I, though, fell to looking at the monument. I've written a piece about it for Saturday's in-paper column and thought I'd put the four friezes on here in case anyone wants to see them.

Here's a bit of the column that's relevant and not too ridiculously overblown:

"Directly above lead singer John Burton's greying hair was a carving of a grieving mother beside her husbands gravestone being comforted by her young daughter. Even if the mother's arms are so unnaturally long that they could have reached down the 850ft to the seat of the explosion and plucked up her husband, it is a touching scene.

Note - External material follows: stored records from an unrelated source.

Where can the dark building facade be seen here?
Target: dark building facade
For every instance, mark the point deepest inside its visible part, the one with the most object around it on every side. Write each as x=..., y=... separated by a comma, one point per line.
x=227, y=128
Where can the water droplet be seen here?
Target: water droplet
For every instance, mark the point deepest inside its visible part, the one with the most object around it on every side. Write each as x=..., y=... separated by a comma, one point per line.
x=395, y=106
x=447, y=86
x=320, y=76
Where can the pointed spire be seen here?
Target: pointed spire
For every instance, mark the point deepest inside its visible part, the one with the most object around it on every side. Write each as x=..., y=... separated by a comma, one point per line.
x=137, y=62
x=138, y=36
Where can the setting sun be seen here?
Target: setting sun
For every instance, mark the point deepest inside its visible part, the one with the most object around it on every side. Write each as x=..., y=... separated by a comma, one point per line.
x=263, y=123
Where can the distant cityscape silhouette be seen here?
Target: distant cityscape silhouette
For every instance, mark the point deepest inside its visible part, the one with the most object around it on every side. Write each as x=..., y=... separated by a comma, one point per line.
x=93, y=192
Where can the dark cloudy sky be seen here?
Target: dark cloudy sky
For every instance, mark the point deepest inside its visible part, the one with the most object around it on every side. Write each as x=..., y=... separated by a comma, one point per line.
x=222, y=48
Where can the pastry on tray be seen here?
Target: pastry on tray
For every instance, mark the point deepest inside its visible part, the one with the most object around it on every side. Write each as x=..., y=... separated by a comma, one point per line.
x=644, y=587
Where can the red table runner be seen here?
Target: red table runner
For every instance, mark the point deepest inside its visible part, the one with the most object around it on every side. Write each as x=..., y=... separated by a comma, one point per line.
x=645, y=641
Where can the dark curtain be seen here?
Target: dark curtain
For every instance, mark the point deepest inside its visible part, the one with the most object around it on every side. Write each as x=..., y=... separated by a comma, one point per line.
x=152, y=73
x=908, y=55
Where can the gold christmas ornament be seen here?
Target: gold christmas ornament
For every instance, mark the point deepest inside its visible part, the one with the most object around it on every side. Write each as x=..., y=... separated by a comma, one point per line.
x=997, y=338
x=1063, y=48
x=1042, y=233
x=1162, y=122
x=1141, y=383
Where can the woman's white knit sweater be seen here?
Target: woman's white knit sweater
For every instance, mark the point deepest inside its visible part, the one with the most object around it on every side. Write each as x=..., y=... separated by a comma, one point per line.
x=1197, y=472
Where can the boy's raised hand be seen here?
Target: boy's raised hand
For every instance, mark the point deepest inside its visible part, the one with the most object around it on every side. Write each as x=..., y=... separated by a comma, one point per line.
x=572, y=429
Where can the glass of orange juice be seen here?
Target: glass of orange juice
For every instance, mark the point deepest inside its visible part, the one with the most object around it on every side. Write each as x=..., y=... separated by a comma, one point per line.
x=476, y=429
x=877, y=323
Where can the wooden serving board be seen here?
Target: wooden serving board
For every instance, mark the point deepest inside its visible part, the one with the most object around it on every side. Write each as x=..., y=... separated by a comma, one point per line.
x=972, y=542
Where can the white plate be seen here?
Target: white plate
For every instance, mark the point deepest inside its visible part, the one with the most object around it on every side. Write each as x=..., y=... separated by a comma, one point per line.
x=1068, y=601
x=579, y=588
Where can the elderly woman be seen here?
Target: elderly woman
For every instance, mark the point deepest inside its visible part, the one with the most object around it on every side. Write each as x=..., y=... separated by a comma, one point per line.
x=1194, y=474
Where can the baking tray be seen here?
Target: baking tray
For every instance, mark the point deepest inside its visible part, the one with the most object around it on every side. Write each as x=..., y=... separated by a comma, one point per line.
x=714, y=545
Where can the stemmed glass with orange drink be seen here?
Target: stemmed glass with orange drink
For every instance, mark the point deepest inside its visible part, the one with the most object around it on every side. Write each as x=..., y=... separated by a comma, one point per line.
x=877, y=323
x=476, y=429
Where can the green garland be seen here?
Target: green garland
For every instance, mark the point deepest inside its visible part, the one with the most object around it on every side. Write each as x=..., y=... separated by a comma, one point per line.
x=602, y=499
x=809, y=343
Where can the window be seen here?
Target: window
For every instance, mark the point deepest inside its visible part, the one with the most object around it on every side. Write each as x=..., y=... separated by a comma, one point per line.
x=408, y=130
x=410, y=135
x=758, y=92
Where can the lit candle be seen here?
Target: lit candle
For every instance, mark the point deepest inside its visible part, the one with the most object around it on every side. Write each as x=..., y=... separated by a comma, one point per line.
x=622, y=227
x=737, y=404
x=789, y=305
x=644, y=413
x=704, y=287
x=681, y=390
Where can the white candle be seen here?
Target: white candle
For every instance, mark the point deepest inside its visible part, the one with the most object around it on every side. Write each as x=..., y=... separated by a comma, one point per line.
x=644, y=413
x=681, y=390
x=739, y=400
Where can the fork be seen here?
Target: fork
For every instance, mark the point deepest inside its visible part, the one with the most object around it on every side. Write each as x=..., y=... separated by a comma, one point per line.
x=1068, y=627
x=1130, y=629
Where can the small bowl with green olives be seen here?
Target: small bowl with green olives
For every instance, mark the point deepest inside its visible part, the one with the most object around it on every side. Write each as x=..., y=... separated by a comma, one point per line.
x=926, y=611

On the far side, there's a miner jauntily going off to work, pickaxe under his arm and lamp in his hand. Round the back, there's the drama of a miner helping his injured marrer be winched up the shaft to safety, and finally, facing me, are two hands clasped together. Beneath them is a scroll. Once it had the word friendship on it, but time has erased that word, too.

Down at grass level is the name of the sculptor: G Ryder and Sons of Bishop Auckland. In Kelloe churchyard a couple of miles away, where there is another mass grave from the disaster, Mr Ryder erected an identical memorial...

Two months after Trimdon Grange, Tudhoe went bang in identical circumstances, killing 37.

Just like in Trimdon, their fellow workmen and friends had a whip-round and as a token of sincere respect commissioned Mr Ryder to create an identical monument. It still stands, with its four identical friezes, in York Road Cemetery, Spennymoor.

Mr Ryder's career as the coalfield's stonemason of choice seems to have started in 1880 when he was commissioned to commemorate the 164 miners killed at Seaham in the first, and most deadly, disaster of that decade.

He didn't put any folksy mining friezes on the Seaham memorial. Instead, he carved an Old Testament phrase: "There is but a step between me and death."

In the Durham coalfield 130 years ago, that was terribly true.